Adapun sebab-sebab mereka berbuat demikian adalah :
- Ajaran Islam belum dipahami benar
- Motivasi Islamnya bukan karena kesadaran dan keinsyafan iman yang sungguh-sungguh tapi karena pertimbangan politik dan ekonomi.
- Rasa kesukuan yang mendalam, mereka menganggap Islam menempatkan mereka dibawah kekuasaan bangsa Quraisy.
- Kesalahan memahami ayat-ayat al-Qur’an yang menimbulkan anggapan bahwa dengan wafatnya Rasulullah SAW mereka tidak mempunyai kewajiban melaksanakan ajaran agama Islam.

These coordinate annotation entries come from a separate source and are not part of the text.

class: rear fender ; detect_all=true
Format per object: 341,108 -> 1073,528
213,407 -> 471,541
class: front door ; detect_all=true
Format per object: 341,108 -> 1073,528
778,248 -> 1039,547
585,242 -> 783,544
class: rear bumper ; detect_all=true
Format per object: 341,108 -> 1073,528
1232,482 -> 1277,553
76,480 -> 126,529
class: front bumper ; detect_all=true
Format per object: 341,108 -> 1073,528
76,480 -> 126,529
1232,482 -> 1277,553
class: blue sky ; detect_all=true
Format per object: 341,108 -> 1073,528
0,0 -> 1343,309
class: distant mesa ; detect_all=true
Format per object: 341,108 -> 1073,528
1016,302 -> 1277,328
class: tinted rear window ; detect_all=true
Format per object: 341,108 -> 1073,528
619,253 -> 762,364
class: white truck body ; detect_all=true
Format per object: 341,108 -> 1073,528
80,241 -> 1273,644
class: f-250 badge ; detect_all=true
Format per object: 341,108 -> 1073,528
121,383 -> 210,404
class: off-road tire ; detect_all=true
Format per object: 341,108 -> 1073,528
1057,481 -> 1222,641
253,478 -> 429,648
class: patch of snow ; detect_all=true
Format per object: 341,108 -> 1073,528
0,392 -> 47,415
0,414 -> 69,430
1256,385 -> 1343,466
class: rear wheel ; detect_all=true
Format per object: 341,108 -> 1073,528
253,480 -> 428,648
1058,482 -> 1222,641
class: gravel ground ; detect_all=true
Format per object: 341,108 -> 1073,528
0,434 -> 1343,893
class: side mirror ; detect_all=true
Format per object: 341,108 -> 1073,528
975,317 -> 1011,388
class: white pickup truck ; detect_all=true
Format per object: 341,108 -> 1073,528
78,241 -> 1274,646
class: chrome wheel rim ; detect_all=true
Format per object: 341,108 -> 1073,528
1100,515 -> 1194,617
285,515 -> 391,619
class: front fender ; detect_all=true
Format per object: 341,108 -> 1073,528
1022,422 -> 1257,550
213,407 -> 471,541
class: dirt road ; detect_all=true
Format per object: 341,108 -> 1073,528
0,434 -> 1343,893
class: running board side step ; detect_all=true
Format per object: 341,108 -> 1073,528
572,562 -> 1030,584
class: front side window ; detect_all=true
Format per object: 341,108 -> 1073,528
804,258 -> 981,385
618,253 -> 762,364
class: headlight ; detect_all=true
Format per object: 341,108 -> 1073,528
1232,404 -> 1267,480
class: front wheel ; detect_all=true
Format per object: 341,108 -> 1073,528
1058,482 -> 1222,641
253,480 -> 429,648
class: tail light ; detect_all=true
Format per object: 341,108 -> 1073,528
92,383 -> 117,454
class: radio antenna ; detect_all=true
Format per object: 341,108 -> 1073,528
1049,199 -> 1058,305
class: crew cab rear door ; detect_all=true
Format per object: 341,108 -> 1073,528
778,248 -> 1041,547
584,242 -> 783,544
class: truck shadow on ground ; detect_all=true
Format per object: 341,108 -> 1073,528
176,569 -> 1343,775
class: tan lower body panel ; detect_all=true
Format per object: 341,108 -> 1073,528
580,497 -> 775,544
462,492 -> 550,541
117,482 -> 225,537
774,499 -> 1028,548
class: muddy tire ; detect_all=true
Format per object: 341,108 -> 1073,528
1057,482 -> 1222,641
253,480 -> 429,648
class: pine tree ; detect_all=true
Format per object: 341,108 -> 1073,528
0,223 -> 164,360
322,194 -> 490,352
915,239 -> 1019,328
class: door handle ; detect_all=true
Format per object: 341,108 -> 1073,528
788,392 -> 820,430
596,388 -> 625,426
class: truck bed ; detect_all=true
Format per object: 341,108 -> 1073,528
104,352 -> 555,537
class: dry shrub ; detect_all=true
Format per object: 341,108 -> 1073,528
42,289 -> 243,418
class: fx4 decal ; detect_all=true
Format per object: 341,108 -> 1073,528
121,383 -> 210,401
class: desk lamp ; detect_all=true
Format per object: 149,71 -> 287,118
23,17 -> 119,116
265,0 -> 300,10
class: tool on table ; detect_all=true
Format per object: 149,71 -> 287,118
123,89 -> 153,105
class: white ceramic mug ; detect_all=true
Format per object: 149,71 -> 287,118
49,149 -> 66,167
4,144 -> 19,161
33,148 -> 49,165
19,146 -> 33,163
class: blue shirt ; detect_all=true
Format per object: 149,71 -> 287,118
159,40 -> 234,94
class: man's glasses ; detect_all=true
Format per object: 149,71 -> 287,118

- Dalam menghadapi kaum pemberontak ini, terlebih dahulu mereka dikirimi surat dengan maksud untuk menyadarkan kembali kepada jalan yang benar. Akan tetapi para pemberontak itu tetap membangkang, makanya Abu Bakar memeranginya.
Masa pemerintahan Abu Bakar tidak lama, tapi beliau telah berhasil memberikan dasar-dasar kekuatan bagi perjuangan perluasan da’wah dan pendidikan Islam.
2. Masa Khalifah Umar bin Khattab (13-23 H/634-644 M)
Setelah Abu Bakar wafat, kemudian digantikan oleh Umar bin Khattab. Usaha memperluas wilayah Islam yang telah dilakukan oleh Abu Bakar dilanjutkan oleh Umar dengan hasil yang gemilang. Wilayah pada masa Umar meliputi Iraq, Persia, Syam, Mesir dan Barqah. Bangsa-bangsa tersebut sebelum Islam masuk ke negaranya telah memiliki kebudayaan dan peradaban lama.
Meluasnya wilayah Islam mengakibatkan meluas pula kebutuhan kehidupan dalam segala bidang. Keteraturan dalam bidang pemerintahan dan segala perlengkapannya memerlukan pemikiran yang sangat serius. Untuk memenuhi kebutuhan ini diperlukan tenaga manusia yang memiliki ketrampilan dan keahlian yang memadai bagi kelancaran roda pemerintahan itu sendiri. Ini berarti peranan pendidikan harus menampilkan dirinya.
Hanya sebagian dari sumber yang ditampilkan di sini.